We are evaluating a number of different potential opportunities with them. They are in early stages at this point in time, but we do look forward to progressing that with them. The Evaporate study that you referred to is sort of building on the results that we are joining a studying in Japan called the CHERY study. And the CHERY study it show that the addition of [indiscernible] acid which is our active ingredient to statin therapy essentially doubled the prevalence of plaque regression compared to statin alone.
The EVAPORATE study is one that was initiated by a number of clinicians who are familiar with Vascepa and we are looking forward to the results of that study, it’s still as we have talked about from a milestone perspective, it's still a year potentially even slightly more than a year away.
And it is part of a broad amount of work we have done in recent years to more fully describe the mechanistic effects as it relates to how Vascepa work as a unique I mean single small molecule drug and that includes its effect on endothelial cell function information, foam cell formation and plaque progression. So the EVAPORATE study is looking to further quantify or confirm the effect of Vascepa in that area.
We do have a very prolific and capable R&D team. In recent years they have come to me with various ideas of let's consider X, Y & Z and I historically reminded them that there is almost by definition or greater opportunities that we could be working on than Vascepa and REDUCE-IT study and that study in our view had such a high likelihood of success that diluting our efforts to work on other things, didn't make sense focus, focus, focus works.

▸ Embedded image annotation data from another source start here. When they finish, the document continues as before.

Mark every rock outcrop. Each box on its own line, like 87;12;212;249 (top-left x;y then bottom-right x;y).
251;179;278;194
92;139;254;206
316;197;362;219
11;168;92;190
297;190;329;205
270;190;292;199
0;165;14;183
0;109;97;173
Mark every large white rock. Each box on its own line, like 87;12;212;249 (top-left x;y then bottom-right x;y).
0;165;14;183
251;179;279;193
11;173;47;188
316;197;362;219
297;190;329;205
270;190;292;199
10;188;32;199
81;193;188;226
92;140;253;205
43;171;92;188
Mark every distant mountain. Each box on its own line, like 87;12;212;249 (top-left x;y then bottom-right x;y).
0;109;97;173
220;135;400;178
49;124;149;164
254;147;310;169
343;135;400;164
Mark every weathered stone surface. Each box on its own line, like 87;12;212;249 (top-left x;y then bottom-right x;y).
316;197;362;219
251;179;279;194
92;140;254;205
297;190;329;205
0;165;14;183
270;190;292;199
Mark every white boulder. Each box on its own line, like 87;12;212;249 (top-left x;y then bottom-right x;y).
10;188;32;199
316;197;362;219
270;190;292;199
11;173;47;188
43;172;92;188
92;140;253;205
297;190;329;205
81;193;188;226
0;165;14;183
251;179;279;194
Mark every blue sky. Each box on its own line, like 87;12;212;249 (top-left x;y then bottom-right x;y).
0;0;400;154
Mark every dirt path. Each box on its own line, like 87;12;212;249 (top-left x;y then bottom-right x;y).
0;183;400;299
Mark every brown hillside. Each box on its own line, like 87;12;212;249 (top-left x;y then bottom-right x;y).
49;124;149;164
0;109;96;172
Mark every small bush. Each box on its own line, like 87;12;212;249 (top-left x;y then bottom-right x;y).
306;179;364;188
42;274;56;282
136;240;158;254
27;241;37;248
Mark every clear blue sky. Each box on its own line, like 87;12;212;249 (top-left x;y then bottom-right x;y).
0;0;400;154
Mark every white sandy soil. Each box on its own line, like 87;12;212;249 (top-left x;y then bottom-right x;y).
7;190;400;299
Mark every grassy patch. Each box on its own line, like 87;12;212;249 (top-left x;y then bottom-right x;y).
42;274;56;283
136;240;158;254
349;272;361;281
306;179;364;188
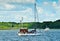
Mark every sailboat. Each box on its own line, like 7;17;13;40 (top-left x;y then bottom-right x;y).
44;26;50;31
18;0;40;36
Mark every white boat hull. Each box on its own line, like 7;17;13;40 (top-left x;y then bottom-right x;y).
18;33;40;36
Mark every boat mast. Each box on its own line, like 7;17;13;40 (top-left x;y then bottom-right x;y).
34;0;39;30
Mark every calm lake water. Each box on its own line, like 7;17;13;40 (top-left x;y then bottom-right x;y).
0;30;60;41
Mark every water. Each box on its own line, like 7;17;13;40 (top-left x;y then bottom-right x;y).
0;30;60;41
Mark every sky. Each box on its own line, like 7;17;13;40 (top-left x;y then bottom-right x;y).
0;0;60;22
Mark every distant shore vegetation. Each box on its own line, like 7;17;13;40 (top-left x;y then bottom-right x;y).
0;20;60;30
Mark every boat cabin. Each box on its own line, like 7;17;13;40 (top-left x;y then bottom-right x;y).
20;29;28;33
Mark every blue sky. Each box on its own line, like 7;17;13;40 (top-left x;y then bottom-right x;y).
0;0;60;22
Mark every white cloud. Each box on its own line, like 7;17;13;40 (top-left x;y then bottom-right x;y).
37;7;43;14
52;1;57;7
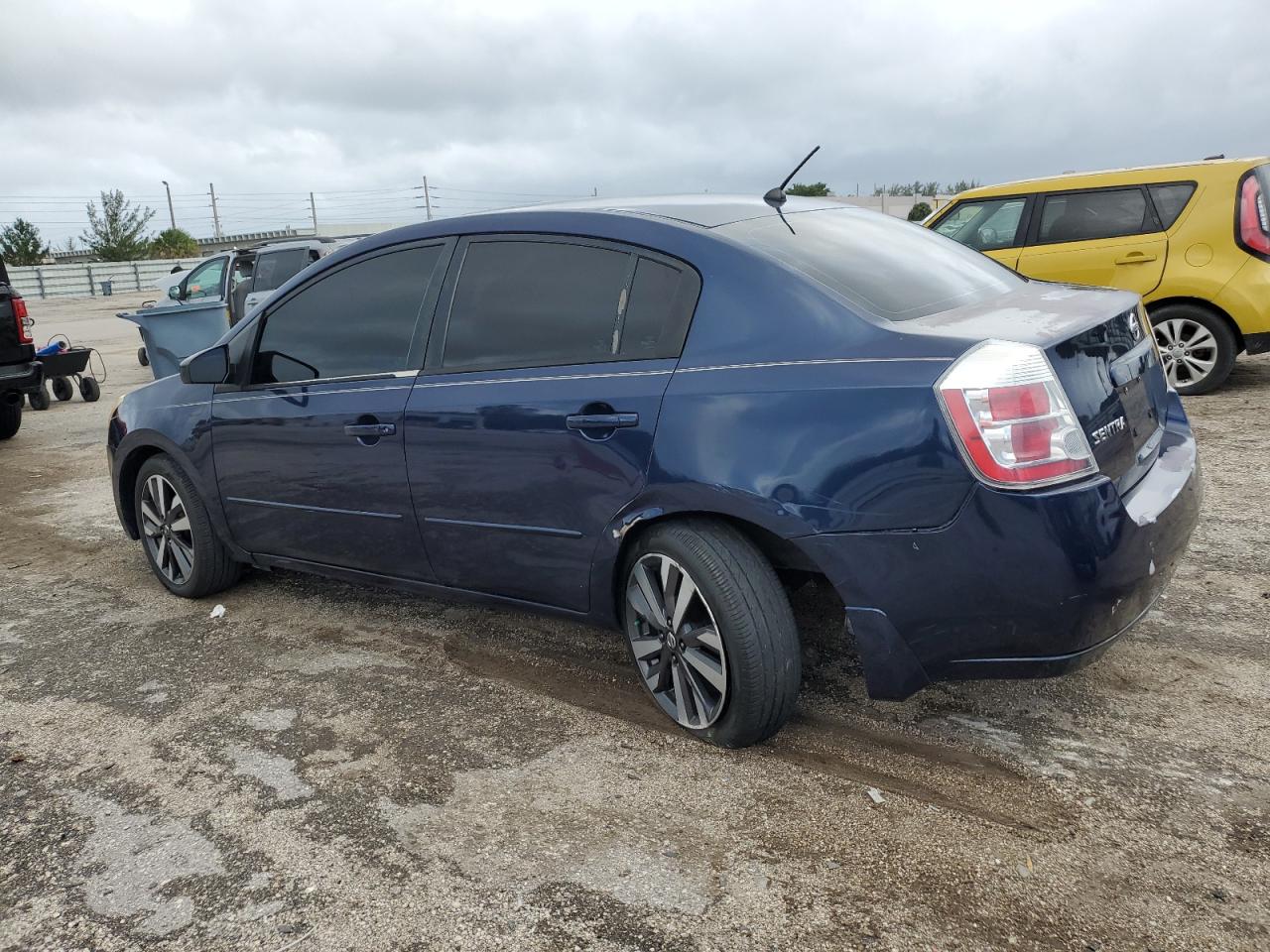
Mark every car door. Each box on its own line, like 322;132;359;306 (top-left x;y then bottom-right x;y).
1019;185;1169;295
212;241;449;579
407;235;699;612
933;195;1029;268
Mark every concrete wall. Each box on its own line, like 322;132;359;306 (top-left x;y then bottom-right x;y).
8;258;202;298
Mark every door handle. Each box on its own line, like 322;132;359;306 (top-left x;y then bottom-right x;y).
564;414;639;430
344;422;396;438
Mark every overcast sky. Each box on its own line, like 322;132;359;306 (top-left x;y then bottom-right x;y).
0;0;1270;244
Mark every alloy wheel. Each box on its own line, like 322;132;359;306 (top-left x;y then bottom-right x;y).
626;552;727;730
1155;317;1216;387
141;473;194;585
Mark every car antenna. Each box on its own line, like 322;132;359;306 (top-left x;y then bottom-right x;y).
763;146;821;210
763;146;821;235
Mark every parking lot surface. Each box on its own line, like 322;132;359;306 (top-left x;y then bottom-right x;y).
0;295;1270;952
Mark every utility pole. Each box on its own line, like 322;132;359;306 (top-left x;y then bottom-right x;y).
207;181;221;241
163;181;177;231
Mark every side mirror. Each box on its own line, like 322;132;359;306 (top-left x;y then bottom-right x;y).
181;344;230;384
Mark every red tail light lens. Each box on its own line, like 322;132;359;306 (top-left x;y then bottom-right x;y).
10;298;36;344
1235;172;1270;258
935;340;1097;489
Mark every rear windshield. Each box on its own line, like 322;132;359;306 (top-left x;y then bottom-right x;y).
718;208;1024;321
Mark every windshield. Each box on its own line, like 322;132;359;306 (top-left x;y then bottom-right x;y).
718;208;1024;321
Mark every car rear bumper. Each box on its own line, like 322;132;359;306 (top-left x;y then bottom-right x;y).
0;361;45;395
799;393;1202;697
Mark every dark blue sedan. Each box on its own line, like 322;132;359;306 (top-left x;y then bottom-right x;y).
109;196;1201;747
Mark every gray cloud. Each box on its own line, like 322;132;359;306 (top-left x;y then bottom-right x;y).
0;0;1270;239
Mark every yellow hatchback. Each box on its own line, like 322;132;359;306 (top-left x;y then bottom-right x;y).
926;159;1270;394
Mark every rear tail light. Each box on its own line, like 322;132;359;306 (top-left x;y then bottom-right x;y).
1234;171;1270;258
9;298;36;344
935;340;1098;489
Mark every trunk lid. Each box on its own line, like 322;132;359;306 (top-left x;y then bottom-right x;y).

We will be using the talents of that group to evaluate other opportunities that we could be working on, but we still have to get through the - we got to get through the presentation of the REDUCE-IT results in early publications of those results. So, just before we conclude, there were some questions that came in from the outside and going through a list of them, here I see them many of them already been answered.

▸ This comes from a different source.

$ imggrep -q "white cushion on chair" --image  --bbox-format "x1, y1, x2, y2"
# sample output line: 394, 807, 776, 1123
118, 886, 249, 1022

No one was why only 400 sales reps given that REDUCE-IT results exceeded expectations. I remind that, in coming to that number and we did our own analysis, we had two separate very experienced groups look at the number of reps they are all sort of triangulated around 400, being the right number.

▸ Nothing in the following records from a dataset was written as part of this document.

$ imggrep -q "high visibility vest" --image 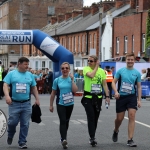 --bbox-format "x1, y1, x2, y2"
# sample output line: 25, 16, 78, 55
105, 71, 113, 82
0, 66, 3, 81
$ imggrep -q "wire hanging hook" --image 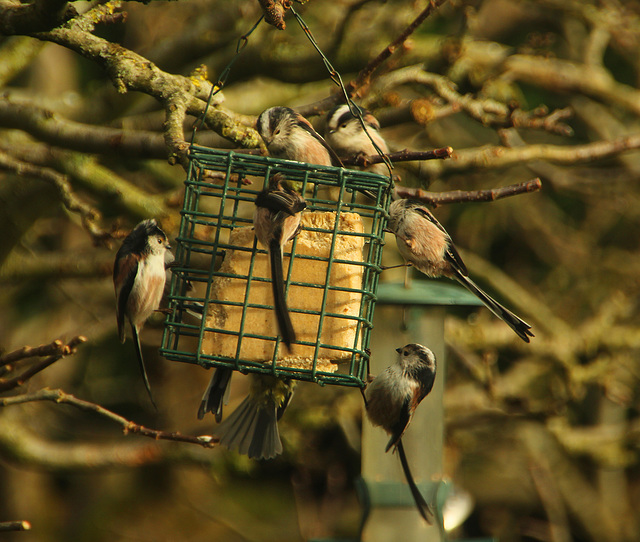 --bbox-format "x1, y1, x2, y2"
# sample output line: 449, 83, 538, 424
191, 14, 264, 145
290, 6, 393, 179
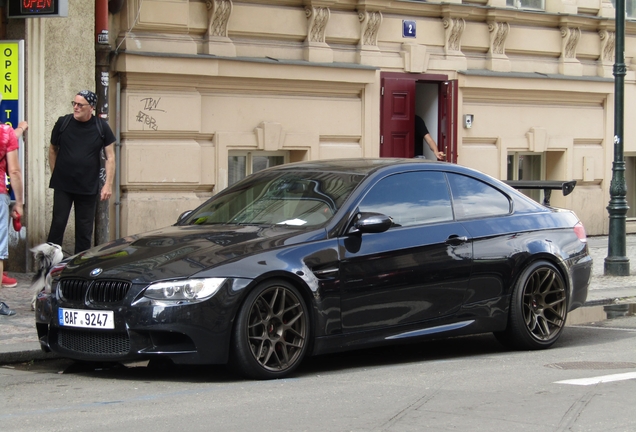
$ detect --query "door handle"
[446,234,468,246]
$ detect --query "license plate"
[58,308,115,329]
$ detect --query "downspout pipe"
[115,76,121,238]
[95,0,111,245]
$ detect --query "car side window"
[447,173,511,220]
[359,171,453,226]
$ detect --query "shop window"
[507,152,543,202]
[506,0,545,10]
[227,151,288,185]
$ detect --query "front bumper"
[36,282,248,364]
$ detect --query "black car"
[36,159,592,379]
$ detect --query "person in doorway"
[0,121,28,316]
[415,115,446,160]
[47,90,116,254]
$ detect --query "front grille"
[88,280,130,303]
[57,329,130,356]
[59,279,90,302]
[59,279,131,304]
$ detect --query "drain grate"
[545,362,636,370]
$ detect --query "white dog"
[31,243,64,310]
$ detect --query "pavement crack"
[555,386,597,432]
[380,389,439,431]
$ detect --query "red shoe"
[2,273,18,288]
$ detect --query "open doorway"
[380,72,457,163]
[413,82,445,160]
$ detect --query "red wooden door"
[437,80,458,163]
[380,78,415,158]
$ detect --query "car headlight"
[144,278,225,303]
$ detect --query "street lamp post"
[605,0,629,276]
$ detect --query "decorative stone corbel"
[442,15,468,70]
[486,21,511,72]
[303,6,333,63]
[559,26,583,76]
[598,0,616,18]
[442,17,466,55]
[203,0,236,57]
[596,29,616,78]
[357,10,382,64]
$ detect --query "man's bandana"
[77,90,97,108]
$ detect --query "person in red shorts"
[0,116,28,315]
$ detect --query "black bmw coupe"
[36,159,592,379]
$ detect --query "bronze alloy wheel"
[495,261,567,349]
[523,267,567,341]
[232,281,309,379]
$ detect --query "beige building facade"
[3,0,636,266]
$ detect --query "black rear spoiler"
[503,180,576,206]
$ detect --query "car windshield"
[180,170,364,226]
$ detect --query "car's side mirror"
[349,213,393,234]
[177,210,192,223]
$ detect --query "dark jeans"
[46,189,97,253]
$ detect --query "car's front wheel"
[495,261,567,349]
[230,280,310,379]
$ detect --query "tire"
[495,261,567,350]
[229,280,310,379]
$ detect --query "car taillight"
[574,222,587,243]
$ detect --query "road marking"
[554,372,636,385]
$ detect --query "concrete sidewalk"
[0,234,636,364]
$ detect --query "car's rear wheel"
[230,281,310,379]
[495,261,567,349]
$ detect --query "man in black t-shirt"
[414,115,446,160]
[47,90,116,253]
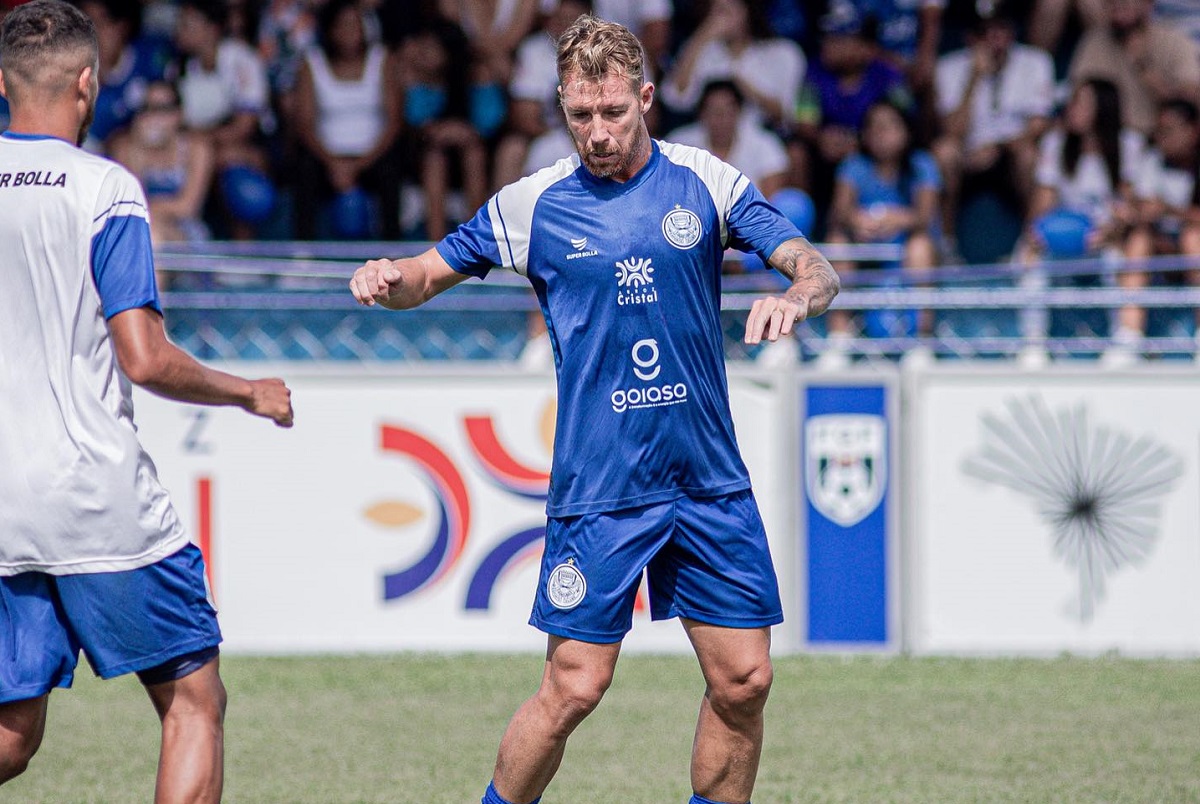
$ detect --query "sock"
[480,781,541,804]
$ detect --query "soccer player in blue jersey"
[350,16,838,804]
[0,0,292,802]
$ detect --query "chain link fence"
[157,242,1200,361]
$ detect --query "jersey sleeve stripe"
[488,196,517,271]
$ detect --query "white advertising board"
[136,364,794,653]
[905,366,1200,655]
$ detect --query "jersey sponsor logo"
[546,558,588,610]
[613,257,659,307]
[804,414,887,528]
[662,204,701,250]
[0,170,67,187]
[566,238,600,259]
[630,337,662,382]
[610,338,688,413]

What we are trying to do is maximize value here for shareholders and it could be argued if we added more sales reps you would potentially higher revenues, but what we are looking to do is to have sales reps in territories that become profitable relatively quickly. And it's always easier to add more sales reps in the future than they potentially overshoot and have the strength.
So we think that you know 400 is large number, is going to allow us to get top targets and we are going to combine that with electronic communications and marketing education and the live promotion that is going to go around those feet on the street, which is spliced and asked about not - investor.
We assure the FDA will approve an expanded label for Vascepa. I just remind folks that the REDUCE-IT is conducted under a special protocol. That is an agreement with the FDA, the terms with that agreement were affirmed by FDA in 2016. The FDA wants outcomes results, REDUCE-IT delivered outcomes results and we think that this study is very helpful to patients and we are looking forward to submitting the SNDA and I'm sure given these results to the FDA will treat it appropriately.
With that, I think we are actually overtime beyond of what we had planned here for a one hour call. I want to thank everybody who has joined us today. We hope you are back again with us either in person or listening to us around our presentation at AHA on November 10th and we look forward to continuing to update you as we make progress. So, thank you all.
Thank you. That concludes today's conference. You may disconnect your lines at this time. Thank you for your participation.